Caeruloplasmin oxidase activity: measurement in serum by use of o-dianisidine dihydrochloride on a microplate reader

Abstract

Background: The enzymatic method of caeruloplasmin measurement is based on copper-dependent oxidase activity. The advantage of the oxidase determination is that it has a much lower detection limit compared with immunoassay-based methods. It has found its application in both the diagnosis of Wilson’s disease and also in the monitoring of patients’ response to treatment. Methods: The method previously described in literature was adapted for use on a 96-well plate. Caeruloplasmin oxidase activity results were derived from the equation: caeruloplasmin oxidase activity = (A15−A5) × 185 U/L. Results: Repeatability (intra-batch) imprecision ranged from 6 to 15% and intermediate (inter-batch) imprecision varied from 7 to 16% for caeruloplasmin oxidative activities of 14, 29, 45 and 99 U/L. Between 3 and 92 U/L, the assay appeared linear with a regression coefficient R2= 0.9958. The lower limit of quantification was 4 U/L. Samples were stable over a five-week period at 4℃ and for at least four freeze–thaw cycles.

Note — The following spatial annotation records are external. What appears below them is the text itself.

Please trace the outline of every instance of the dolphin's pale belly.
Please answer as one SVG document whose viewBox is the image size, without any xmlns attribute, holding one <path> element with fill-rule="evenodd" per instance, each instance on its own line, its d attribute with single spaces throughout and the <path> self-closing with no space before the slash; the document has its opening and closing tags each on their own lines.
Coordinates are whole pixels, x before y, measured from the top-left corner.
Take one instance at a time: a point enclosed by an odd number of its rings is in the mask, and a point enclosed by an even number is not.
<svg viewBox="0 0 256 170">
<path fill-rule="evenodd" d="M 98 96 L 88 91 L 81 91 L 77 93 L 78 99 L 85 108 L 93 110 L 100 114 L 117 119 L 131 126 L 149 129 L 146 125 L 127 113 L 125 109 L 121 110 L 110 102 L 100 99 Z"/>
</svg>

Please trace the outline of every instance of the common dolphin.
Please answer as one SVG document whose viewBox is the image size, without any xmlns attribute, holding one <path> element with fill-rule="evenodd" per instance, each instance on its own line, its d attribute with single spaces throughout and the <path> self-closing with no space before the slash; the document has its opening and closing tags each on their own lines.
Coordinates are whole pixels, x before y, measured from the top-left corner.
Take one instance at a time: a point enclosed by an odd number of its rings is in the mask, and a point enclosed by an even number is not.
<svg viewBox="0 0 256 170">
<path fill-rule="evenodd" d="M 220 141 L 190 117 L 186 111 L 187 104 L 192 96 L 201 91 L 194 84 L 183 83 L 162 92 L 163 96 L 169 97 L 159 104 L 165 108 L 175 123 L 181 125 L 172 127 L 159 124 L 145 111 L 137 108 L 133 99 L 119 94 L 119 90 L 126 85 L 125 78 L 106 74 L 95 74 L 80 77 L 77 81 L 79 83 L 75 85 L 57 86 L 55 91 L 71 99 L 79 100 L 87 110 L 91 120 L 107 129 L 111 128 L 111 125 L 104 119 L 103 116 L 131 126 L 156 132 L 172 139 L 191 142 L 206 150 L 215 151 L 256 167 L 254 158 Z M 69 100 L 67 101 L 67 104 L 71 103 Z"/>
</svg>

There was a statistically significant difference between the areas under ROC curve for copper-to-caeruloplasmin ratios between caeruloplasmin oxidative activity and immunoassay-based methods (P < 0.0171). The reference interval for caeruloplasmin activity was determined to be 12–166 U/L. Conclusions: Using the oxidative assay provides a cost-effective means of estimating caeruloplasmin concentrations. The method is easily adaptable to a 96-well plate format that facilitates high throughput of samples in a busy laboratory. The enzymatic method is more sensitive and specific for differentiating between Wilson’s and non-Wilson’s when compared with immunoassay-based methods.